Let's look at the next scanline...  y+1, and x=5

so distance is 

x^2 + y^2 = (10-5)^2 + (10-1)^2

 = 25 + 81

 = 106

That's inside the circle (R2=121) so we set bit[5]

 

Move left...

left edge = 4

x^2 + y^2 = (10-4)^2 + 81

 = 36 + 81

 = 117

that's inside again, so set bit [4]

 

move left...

left edge = 3

x^2 + y^2 = (10-3)^2 + 81

 = 49 + 81

 = 130

outside circle, so next scanline(2)

 

scanline 2...

x^2 + y^2 = (10-3)^2 + 64

 = 49 + 64

 = 113

inside circle, set bit[3]

 

move left.. left edge = 2

x^2 + y^2 = (10-2)^2 + 64

 = 128

outside, so next scanline(3)

we have bits 10,9,8,7,6,5,4,3 set in the mask.  The right-edge calculation would have set 11,12,13,14,15,16,17

 

scanline 3...

x^2 + y^2 = (10-2)^2 + 49

 = 64 + 49

 = 113

inside, so set bit[2]

 

move left. left edge = 1

x^2 + y^2 = 81 + 49

 = 130

outside, so next scanline[4]

 

scanline 4...

x^2 + y^2 = 81 + 36

 = 117

inside, so set bit[1]

 

move left.. left edge = 0

x^2 + y^2 = 100 + 36

 = 136

outside, so next scanline[5]

 

x^2 + y^2 = 100 + 25

outside, so next scanline [6]

 

x^2 + y^2 = 100 + 16

inside, so set bit[0]

 

... and since we're at 0 (left edge) we will just be getting "outside" until we're on the scanline of the center point.
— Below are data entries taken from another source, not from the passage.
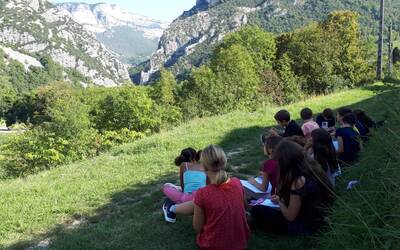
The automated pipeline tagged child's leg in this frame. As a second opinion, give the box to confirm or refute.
[250,205,288,234]
[175,201,194,215]
[162,183,186,203]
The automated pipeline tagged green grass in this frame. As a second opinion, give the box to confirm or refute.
[0,133,10,145]
[0,85,391,249]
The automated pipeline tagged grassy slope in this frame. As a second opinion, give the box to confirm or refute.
[320,85,400,250]
[0,133,9,145]
[0,87,396,249]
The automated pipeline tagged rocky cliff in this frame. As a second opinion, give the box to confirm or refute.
[57,3,169,63]
[0,0,129,86]
[137,0,400,84]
When we reach the center point, we flip the edge's increment direction... instead of left_edge-- it becomes left_edge++, and mirror for the right edge.

 

Essentially we do a small number of checks on each scanline, shifting the edges outwards (for the top half of the circle) and inwards (for the lower half) by one pixel at a time, and determining if we are outside/inside the radius^2.  The lower half will be CLEARING mask bits, and the upper half SETTING the bits.  The left edge is bounded from 0..Cx and the right from Cx..39 inclusive.

 

Each scanline has a few operations, but mostly the mask is correct from the previous scanline. Just need to "trim the edges".
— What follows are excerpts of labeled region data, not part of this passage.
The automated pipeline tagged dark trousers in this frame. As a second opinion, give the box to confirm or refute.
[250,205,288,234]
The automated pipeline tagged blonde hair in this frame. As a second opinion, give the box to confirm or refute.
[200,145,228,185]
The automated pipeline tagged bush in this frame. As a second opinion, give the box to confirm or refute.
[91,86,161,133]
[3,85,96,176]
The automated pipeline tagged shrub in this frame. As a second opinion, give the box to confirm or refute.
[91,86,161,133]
Instead of calculating the full X^2 + Y^2 on each line, we know that Y^2 only changes when you change to a new line, and X^2 can be done with a delta.  That is,   X^2 - (X-1)^2 = X^2 - (X^2 - 2X + 1) = 2X + 1 difference in each iteration, so no multiply required, just a shift and add. Same for Y delta, done once on each line. Pls ignore basic error in the maths, it's the principle I'm describing that's important  
 

This algorithm should allow any size circle with a center point anywhere on or off the screen.  I'll try implementing it when I have some free procrastination time.

 

 

 

 

 

 

 

 

 

 

 

 

 

 

 

 

 

 

[+Andrew Davie]

Well, that worked nicely...

 

 

circleFadeDemo.bin

[+Karl G]

11 minutes ago, Andrew Davie said:

Well, that worked nicely...

It does indeed. I would also be curious to see the one that you say is buggy, but looked cool anyway. ?

[+Andrew Davie]

1 hour ago, Karl G said:

It does indeed. I would also be curious to see the one that you say is buggy, but looked cool anyway. ?
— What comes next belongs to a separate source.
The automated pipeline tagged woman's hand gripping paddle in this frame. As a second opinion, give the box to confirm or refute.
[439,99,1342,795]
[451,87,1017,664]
I didn't have a demo version but have re-implemented the buggy one... just for you....

 

 

[+Karl G]

That is indeed also a pretty cool effect  

[+fdr4prez]

Yeah, the buggy one is a nice transition for cut-scenes 

[Omegamatrix]

I love the circle demo Andrew. Well done!

[stepho]

Both look good.

 

I suspect the buggy version is due to round off errors due to the trig functions not being evenly spaced.
Eg, sin(1)-sin(0) is a lot larger than sin(90)-sin(89)                   where 90 degrees is a right angle, not radians.

 

I worked through the original algorithm and the maths is fine - assuming infinite precision.

 

I tried to think of other variations but none were as fast (theoretically) as yours.